その爆弾を抱えたお客様のお会計が回ってきた瞬間、案の定藤野は情けない声で俺の名を呼んだ。
「あ、青砥しゃぁぁん……」
「わかってる! 代われっ!」
「ありあとごじゃますっ!」
……藤野!
お前、もう人語すらまともに話せなくなって――!?
そんなになるまで……ッ!!
――などとふざけている場合ではない。
俺はレジが反応するギリギリ最速のスピードで、スキャンやお会計をしながらも、同時にお客様へこんな説明をする。

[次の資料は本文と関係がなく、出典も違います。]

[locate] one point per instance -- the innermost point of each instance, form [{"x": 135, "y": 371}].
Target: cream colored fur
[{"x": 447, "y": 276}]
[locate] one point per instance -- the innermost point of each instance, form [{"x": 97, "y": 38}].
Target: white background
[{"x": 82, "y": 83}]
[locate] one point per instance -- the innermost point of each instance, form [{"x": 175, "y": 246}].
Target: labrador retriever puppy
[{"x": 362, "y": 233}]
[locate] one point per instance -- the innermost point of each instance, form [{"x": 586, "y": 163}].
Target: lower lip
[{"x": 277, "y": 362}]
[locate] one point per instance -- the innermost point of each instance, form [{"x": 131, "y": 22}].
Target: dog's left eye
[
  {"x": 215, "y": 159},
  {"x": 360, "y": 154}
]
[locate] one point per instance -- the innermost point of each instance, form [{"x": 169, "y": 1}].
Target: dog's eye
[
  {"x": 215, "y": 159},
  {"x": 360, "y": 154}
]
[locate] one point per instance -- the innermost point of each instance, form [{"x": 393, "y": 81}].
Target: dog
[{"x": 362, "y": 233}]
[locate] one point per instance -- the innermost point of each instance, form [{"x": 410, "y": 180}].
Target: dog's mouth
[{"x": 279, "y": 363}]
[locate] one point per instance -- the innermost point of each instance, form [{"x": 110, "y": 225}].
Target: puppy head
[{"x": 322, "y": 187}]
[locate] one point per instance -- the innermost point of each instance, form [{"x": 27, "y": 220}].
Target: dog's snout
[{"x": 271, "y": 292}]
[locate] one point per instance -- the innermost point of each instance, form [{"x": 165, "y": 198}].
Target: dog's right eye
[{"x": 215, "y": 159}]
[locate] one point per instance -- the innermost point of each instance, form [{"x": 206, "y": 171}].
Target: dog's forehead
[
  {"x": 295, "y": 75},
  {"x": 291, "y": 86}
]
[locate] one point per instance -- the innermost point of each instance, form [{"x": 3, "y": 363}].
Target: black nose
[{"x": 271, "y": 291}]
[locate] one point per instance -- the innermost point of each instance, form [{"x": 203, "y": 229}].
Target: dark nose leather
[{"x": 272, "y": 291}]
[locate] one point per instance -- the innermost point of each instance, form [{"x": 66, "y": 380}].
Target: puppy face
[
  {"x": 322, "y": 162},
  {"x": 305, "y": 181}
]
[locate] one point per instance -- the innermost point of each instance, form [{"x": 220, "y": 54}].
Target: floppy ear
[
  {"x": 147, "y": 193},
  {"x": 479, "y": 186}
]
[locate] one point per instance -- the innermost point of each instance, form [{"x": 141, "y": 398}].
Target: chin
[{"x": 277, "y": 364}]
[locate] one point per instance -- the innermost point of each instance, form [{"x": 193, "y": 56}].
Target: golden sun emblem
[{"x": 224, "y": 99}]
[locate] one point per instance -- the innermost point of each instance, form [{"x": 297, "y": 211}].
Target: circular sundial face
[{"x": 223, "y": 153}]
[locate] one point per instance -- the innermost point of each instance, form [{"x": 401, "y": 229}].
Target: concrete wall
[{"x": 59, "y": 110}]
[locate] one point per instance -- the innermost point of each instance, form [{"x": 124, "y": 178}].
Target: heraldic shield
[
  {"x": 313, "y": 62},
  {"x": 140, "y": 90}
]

「チケットが印刷されるまではお時間が掛かり、その間は新たなチケットのお会計は出来ませんので、よろしければその間は後ろでお待ちのお客様のお会計を優先してもよろしいでしょうか?」
「あ、大丈夫ですよ」
――よしっ!
お客様からの了承を頂いた俺は、早速チケットの印刷中に新たなお客様のお会計をこなした。
チケット代のお会計、その印刷中には新たなお客様のお会計。
チケット、新たなお客様、チケット、新たなお客様――。
それを最速のローテーションで繰り返し、俺はなんとかこの危機を逃れたのだった。
……ふう。
シビアな戦いだったぜ……!
だがこれで安心は出来ない。
なぜならまだまだ店内のお客様は、まったく減っていないのだから――。